Thorpe’s oldest living grandchild, Lynn, accepted the presidential medal on his behalf.
President Joe Biden, who grew up in the Pennsylvania city of Scranton, said his grandfather Ambrose Finnegan, who was an all-American football player at California’s Santa Clara University, frequently praised Thorpe’s sporting talents.
“I grew up always hearing about Jim Thorpe—I’m serious—as not just the greatest ball player. The greatest athlete of all time,” Biden said. “(My grandfather) talked about him all the time.”
The Presidential Medal of Freedom is the highest civilian honour in the United States. It is presented to individuals who have made extraordinary contributions to the prosperity, values or security of the country, world peace, or other noteworthy societal, public or private endeavour.

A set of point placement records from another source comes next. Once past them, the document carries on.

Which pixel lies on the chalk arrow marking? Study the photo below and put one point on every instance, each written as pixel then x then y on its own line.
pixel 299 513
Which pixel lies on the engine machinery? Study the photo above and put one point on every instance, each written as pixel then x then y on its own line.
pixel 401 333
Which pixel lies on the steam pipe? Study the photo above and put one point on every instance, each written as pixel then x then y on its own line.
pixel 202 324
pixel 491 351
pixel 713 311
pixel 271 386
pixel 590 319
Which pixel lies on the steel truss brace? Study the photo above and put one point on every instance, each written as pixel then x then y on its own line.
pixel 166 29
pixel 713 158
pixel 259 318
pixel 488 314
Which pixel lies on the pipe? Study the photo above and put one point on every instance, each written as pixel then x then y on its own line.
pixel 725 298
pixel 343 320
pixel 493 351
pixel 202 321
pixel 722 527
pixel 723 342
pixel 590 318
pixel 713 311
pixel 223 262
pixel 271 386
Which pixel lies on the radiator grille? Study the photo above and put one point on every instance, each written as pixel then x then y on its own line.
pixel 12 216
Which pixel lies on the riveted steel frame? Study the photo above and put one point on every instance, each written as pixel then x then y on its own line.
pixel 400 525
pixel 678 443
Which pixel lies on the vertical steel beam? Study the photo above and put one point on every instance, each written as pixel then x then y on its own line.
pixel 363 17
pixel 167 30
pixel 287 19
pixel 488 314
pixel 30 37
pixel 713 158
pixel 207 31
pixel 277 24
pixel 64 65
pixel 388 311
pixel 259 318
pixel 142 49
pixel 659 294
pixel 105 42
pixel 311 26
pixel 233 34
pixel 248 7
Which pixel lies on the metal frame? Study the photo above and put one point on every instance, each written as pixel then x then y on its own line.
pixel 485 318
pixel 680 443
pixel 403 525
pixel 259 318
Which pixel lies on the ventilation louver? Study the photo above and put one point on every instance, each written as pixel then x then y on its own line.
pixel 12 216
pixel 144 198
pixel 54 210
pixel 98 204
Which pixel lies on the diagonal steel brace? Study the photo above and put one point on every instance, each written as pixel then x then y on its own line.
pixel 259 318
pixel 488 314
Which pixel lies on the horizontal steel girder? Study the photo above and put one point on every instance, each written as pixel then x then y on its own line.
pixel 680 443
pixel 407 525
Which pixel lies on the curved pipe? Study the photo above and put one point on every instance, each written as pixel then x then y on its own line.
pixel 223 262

Thorpe became the first Native American athlete to win an Olympic gold medal in 1912 in Stockholm, Sweden. He won gold medals in both the men’s pentathlon and decathlon events at those Games.
But some controversy surrounded his performances. Thorpe was later stripped of the medals when it was discovered that he had been paid for playing two seasons of semi-pro baseball before he competed at the Olympics.
As a result, Thorpe was deemed to be in violation of the Games’ rule of being an event for amateur athletes only.
It is believed that early on during the last century numerous collegiate baseball players suited up for pro teams during the summer months. Many of those athletes used aliases since they were not allowed to accept any sort of payment from pro clubs.
Thorpe wrote a letter hoping to be exonerated for playing pro baseball and then competing in the Olympics.
“I hope I will be partly excused by the fact that I was simply an Indian schoolboy and did not know all about such things,” Thorpe wrote in his letter. “In fact, I did not know that I was doing wrong, because I was doing what I knew several other college men had done, except that they did not use their own names.”
In 1983, 30 years after Thorpe’s death, officials with the International Olympic Committee (IOC), restored his Olympic medals with replicas.
That’s because the original ruling to take away his medals had come about six months after the 1912 Olympics concluded. A rule at the time stipulated if a medal was to be taken away from an athlete for whatever reason it had to be done within a 30-day period.
The IOC continued to list Thorpe as a co-champion of the 1912 pentathlon and decathlon events.
In 2022, however, the IOC had a change of heart and decided to announce Thorpe would be the sole champion in both of his Olympic events.
Biden heaped plenty of praise on Thorpe during last week’s ceremony.
“He set world records in the decathlon,” Biden said of Thorpe. “He was a professional football player, a professional baseball player, a professional basketball player. Jim Thorpe showcased unparalleled athleticism and he transcended racial barriers and the power of perseverance, sheer will and determination.”
Besides Thorpe, others who were recognized with a Presidential Medal of Freedom last week were former U.S. vice-president Al Gore, former Secretary of State John Kerry, former New York City mayor Michael Bloomberg and Nancy Pelosi, a long-time California politician and former House speaker.